The closest thing I have to a coach is paying Adam once every three months to tell me what I’m doing wrong and how to fix it in the upcoming months. He doesn’t build workouts for me or track anything I do or don’t do. The rest is on me. I have to stay accountable to myself. So often I think to myself, “It’d be nice to pay someone to do this for me,” but when coaches cost $200 per month, I remember that Nice is just a city in France.

I’ve been paying for my own cycling kits since I started buying them. I’ve spent hundreds of dollars on jerseys, bibs, thermals, jackets, arm warmers, leg warmers, and replacing them time and time again. That is until I started at Strava. They offer a gear stipend, so my most recent order was reimbursed. Thankfully. I’m lucky to be on a team who values their members. As a Cat 3, I got new shoes and a helmet this coming season. It comes with a bigger responsibility, but if I paid for them myself, it’d be around $400.

I only race locally. I can’t afford to travel to far-away places to race my bike. Even going to Utah or Oklahoma would set me back a few hundred dollars and I just don’t have the financial means to make that happen at this time in my life. So, instead, I focus on trying new races in Colorado to change things up and to continue to challenge myself.

When I think of the expense of being an amateur bike racer – getting paid to race my bike, all expenses paid, and nothing coming out of my pocket – I think about all the money I’d save if I was a professional. Saving my money for other stuff. Outside of training, having free time to do whatever I wanted. I wouldn’t have to go to a desk job from 9 – 5. I could wake up whenever I wanted. Pop off to some foreign country to ride my bike. You know, what you see on the Instagram of professional cyclists.

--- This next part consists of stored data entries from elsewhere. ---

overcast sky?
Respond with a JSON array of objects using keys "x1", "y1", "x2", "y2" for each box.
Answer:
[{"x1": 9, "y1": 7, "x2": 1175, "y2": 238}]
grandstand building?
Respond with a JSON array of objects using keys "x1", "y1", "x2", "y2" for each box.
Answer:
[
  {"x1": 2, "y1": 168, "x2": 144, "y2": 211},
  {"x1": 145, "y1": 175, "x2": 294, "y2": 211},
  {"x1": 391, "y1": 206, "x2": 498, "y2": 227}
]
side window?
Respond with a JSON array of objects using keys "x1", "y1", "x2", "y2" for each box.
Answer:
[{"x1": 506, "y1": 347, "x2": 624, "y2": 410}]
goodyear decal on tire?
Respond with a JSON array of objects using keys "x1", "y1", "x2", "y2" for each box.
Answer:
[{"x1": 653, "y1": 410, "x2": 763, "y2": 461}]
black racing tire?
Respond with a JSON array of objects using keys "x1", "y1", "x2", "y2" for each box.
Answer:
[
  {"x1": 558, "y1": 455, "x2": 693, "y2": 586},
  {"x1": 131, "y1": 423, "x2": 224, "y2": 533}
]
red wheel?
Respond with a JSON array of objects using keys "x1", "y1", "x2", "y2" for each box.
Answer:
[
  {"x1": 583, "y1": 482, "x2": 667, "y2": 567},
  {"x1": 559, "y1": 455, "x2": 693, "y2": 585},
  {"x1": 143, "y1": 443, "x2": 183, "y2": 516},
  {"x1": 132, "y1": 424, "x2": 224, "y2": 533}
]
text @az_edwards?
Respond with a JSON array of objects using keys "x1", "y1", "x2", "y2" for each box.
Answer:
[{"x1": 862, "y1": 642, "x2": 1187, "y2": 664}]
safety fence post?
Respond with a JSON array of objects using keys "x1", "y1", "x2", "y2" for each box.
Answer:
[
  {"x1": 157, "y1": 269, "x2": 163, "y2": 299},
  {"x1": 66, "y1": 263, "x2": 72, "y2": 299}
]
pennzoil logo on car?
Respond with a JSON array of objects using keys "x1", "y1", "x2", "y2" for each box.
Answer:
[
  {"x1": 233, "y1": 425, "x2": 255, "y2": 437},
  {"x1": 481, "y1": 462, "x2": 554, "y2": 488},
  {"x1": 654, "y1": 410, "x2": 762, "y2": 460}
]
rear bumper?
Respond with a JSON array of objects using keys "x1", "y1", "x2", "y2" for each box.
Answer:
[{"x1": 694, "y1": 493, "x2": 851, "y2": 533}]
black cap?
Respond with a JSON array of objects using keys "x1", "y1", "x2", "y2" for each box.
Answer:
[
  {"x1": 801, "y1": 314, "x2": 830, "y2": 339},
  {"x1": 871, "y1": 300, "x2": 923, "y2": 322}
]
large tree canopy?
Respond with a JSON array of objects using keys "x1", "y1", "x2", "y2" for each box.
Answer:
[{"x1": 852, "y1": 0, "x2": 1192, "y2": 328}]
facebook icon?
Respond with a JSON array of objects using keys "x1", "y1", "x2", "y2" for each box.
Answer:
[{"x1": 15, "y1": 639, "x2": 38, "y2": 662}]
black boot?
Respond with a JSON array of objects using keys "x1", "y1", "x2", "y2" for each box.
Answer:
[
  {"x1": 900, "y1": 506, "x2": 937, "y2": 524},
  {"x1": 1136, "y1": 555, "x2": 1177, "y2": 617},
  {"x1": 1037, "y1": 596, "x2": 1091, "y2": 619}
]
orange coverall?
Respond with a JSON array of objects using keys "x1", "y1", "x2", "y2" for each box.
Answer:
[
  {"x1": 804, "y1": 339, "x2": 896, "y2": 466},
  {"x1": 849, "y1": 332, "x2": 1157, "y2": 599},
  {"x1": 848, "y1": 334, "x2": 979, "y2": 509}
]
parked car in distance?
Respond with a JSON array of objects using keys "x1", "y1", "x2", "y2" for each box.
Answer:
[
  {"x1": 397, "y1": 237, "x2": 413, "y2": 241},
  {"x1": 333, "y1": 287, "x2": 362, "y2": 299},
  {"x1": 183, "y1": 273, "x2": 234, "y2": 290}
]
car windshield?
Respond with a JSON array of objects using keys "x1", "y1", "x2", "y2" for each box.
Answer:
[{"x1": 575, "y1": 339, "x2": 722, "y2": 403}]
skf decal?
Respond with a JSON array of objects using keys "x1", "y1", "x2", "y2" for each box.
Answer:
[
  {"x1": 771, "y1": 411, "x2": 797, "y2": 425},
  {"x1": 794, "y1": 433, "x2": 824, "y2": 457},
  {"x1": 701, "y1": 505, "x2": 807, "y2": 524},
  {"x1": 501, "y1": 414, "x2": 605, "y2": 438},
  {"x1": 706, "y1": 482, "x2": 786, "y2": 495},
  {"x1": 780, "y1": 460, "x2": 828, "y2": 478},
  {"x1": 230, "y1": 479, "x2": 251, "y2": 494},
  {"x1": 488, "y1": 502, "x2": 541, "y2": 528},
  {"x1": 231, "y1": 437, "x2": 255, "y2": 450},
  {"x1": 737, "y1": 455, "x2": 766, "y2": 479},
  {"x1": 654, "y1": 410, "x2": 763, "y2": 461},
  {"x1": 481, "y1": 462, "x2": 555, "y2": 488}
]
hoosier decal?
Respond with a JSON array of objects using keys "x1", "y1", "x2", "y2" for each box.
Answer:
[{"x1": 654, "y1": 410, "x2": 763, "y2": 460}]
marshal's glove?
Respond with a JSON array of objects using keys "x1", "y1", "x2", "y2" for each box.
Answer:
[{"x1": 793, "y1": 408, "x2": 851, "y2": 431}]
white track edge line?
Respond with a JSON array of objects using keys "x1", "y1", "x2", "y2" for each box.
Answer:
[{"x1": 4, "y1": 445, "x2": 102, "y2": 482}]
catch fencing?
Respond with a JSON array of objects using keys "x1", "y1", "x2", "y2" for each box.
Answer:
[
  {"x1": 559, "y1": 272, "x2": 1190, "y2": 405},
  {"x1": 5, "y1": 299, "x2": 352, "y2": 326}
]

But just like my 9-5 job, professional cyclists are expected to perform. They’re expected to race and to race well. To show up when they’re told and be prepared. Results from a race will either make or break them. If they have a shitty season, they could be dropped from team. Hell, even if they had an amazing season, the team may no longer have a sponsor. Without a title sponsor, there is little to no pay, and then they’re looking for a full-time job because they couldn’t join a team’s roster.

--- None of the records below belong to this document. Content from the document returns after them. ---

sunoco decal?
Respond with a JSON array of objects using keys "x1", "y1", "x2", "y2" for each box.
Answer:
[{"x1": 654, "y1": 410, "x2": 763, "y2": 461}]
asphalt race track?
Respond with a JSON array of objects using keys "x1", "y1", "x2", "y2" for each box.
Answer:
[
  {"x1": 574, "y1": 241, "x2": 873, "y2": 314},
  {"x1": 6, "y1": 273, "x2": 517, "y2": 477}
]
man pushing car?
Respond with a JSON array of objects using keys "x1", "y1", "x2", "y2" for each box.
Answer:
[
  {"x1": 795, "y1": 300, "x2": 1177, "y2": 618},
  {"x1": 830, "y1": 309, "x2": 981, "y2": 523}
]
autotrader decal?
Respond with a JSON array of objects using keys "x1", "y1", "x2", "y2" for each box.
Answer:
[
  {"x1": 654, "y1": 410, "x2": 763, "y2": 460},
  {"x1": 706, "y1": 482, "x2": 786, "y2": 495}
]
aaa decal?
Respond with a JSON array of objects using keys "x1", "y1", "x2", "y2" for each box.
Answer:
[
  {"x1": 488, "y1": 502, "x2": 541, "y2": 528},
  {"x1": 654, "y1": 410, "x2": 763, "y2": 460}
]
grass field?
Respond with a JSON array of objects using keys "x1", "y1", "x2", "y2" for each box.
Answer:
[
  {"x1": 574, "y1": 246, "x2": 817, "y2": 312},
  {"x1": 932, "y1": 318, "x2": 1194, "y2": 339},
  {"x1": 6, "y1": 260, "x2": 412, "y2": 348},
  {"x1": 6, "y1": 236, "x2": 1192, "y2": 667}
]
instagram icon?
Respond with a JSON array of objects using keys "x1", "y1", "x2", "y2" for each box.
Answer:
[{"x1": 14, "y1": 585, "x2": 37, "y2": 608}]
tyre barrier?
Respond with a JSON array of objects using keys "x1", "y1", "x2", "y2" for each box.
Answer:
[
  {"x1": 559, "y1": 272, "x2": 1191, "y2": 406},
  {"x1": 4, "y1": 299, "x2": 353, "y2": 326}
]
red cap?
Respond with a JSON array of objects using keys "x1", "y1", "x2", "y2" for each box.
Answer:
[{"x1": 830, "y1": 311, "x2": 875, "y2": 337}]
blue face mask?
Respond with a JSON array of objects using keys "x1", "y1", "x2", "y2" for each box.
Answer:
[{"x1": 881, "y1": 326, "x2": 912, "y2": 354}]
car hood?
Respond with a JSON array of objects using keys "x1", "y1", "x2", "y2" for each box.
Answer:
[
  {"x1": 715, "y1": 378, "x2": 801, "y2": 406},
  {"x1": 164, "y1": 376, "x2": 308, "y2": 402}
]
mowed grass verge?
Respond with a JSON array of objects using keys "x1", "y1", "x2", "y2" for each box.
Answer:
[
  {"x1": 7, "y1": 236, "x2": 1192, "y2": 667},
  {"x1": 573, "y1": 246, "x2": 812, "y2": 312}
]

After speaking with Meredith Miller on my podcast a month ago, I realized I didn’t want that kind of life. That there would be so much pressure to perform and constantly having to find a way to make money doing the thing I loved. That my finances depended on my ability to perform on a bike and even if I was the best cyclist, the team could still fold and I’d be without an income. I told Meredith I didn’t think I’d be able to focus on a race knowing that the next season wasn’t guaranteed. Meredith told me that most of the women on her team relied on their husbands or partners or had part-time jobs to help supplement their income. Women don’t make shit in the professional peloton.

So, I’d still have to work part-time in order to afford my lifestyle, while racing my bike with the pressure of performing the best, otherwise, I could be cut from the team. At the same time, no one is sure the title sponsor (or any of the sponsors) will return the following year?

I like having bike racing separate from my income. Sure, it uses a lot of my income, but how I make money and what I do for fun needs to be independent of each other. For me. If that’s the case and I’m no longer interested in becoming a professional, what then?